In issue number 23 of so good..magazine, Santiago Corral travels to Edinburgh to meet Ross Sneddon, pastry chef of the Balmoral Hotel. This was a unique experience due to the charm of both the city and the place, the magnificent hotel known as “the Old Lady”. Now we bring you the published interview that Santiago Corral had with the chef as well as a complete introduction and three creations signed by the chef, very much in line with trendy afternoon teas.
Ross Sneddon is the Executive Pastry Chef for the Balmoral hotel. He began his career over 25 years ago and he has honored his skills as an accomplished pastry chef in cities like Paris, New York and London. In 2004 he took the position as pastry chef at restaurant One, after working for chef Pierre Hermé in Paris. During that time the restaurant got his first Michelin Star.
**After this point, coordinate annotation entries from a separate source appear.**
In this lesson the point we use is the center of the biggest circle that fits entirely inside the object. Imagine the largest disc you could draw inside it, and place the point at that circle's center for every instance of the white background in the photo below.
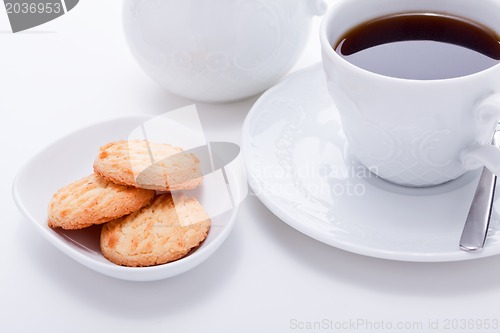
(76, 71)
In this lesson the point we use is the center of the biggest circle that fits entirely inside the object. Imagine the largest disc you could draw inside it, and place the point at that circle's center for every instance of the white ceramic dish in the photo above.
(71, 158)
(218, 50)
(294, 149)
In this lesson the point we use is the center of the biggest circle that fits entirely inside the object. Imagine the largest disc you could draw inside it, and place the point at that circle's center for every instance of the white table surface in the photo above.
(76, 71)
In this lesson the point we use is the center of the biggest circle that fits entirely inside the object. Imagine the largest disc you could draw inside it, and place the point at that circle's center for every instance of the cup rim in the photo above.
(334, 56)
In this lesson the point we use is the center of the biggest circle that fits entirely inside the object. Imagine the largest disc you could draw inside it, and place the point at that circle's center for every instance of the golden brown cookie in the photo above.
(94, 200)
(159, 233)
(153, 166)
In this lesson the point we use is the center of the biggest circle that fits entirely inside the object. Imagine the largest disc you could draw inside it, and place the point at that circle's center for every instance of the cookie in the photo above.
(94, 200)
(153, 166)
(159, 233)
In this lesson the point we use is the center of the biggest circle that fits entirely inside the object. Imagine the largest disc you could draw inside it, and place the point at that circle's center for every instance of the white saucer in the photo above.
(294, 151)
(71, 158)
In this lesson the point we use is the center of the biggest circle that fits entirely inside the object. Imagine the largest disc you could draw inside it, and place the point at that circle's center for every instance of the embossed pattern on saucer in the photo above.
(298, 165)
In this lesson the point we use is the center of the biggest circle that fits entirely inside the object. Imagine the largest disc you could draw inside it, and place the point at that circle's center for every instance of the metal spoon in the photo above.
(476, 226)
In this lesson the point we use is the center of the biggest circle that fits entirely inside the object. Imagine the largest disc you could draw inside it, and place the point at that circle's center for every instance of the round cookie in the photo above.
(94, 200)
(159, 233)
(153, 166)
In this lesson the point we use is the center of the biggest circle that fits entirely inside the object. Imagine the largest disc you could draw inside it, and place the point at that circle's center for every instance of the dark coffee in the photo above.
(421, 46)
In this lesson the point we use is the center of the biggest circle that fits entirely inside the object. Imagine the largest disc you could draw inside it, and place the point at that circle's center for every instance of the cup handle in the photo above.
(487, 111)
(316, 7)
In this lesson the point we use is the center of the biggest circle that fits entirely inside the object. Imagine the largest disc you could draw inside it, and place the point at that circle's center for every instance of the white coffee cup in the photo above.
(414, 132)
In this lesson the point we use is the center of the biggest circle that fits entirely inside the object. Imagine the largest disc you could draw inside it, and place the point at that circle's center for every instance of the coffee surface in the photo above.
(424, 46)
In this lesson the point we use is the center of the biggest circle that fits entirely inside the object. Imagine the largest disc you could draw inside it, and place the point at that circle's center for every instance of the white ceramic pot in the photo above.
(218, 50)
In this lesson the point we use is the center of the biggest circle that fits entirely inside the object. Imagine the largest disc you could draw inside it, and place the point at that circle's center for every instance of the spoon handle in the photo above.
(476, 226)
In 2015 he was offered the executive pastry chef position at the Balmoral Hotel.
“In my experience, when you put the visual first, the product might look fantastic, but it doesn’t have the same taste, and for me taste is the main thing”
What is your style of pastry and what do you must pay attention to when creating?
What I like to do is to design things first, then make sure things taste the way I want, then I want things to look a certain way from there I will expand on it: trying to keep things focused on quality rather than esthetics. Putting the flavor and ingredients first you always get the best product.
In my experience, when you put the visual first, the product might look fantastic, but it doesn’t have the same taste, and for me taste is the main thing.
What challenges did you face moving from a restaurant to the Executive Pastry chef position at the Balmoral Hotel?
Yes, it’s very different! In the restaurant downstairs, you concentrate on a couple of plated desserts, petit fours and bread, but when you take over the whole hotel there is so much more responsibility. Suddenly you have breakfast, banquets, room service, the brasserie, the afternoon tea – there are so many more venues to look after, it’s a bit challenge.
When you create a new dessert, does it have to be approved by the Executive chef?
We are very lucky to have a great Executive Chef, Alain Roux is very much an open chef, he does need to control things, therefore the work is collaborative. He specialized in the whole kitchen without specializing in pasty. When you bring these two disciplines together, it makes us stronger – we don’t like to compete.
“Food is like fashion. Food trends come and go, and it just so happens afternoon tea is right back in vogue”
What is the difference between “High tea” and “Low tea”?
“High tea” is more like an early dinner and is traditionally more regal than “low tea” which is more similar to afternoon tea. Pastry chefs are becoming more extravagant creating afternoon tea offerings.
Why do you think afternoon tea has had such a resurgence around the world?
Food is like fashion. Food trends come and go, and it just so happens afternoon tea is right back in vogue, Its elegant, eccentric, buggy and fun all at the same time. Chocolate and petit fours – I love baking. I really like a little bit of everything.
Can you name a few rules when you are at a “High tea”?
You should eat the savories, such a sandwich, first, followed by the warm scones, and finish with pasties or small cakes. Never cut a scone with a knife, you should be able to gently break the scones in two with your hands.
What would you consider the perfect afternoon tea menu?
It has to be balanced. Include around four types of sandwiches, and two types of scone, with a good high-fruit jam and clotted cream followed by four to five sweet items. Be it patisserie or baked cakes. Champagne of course!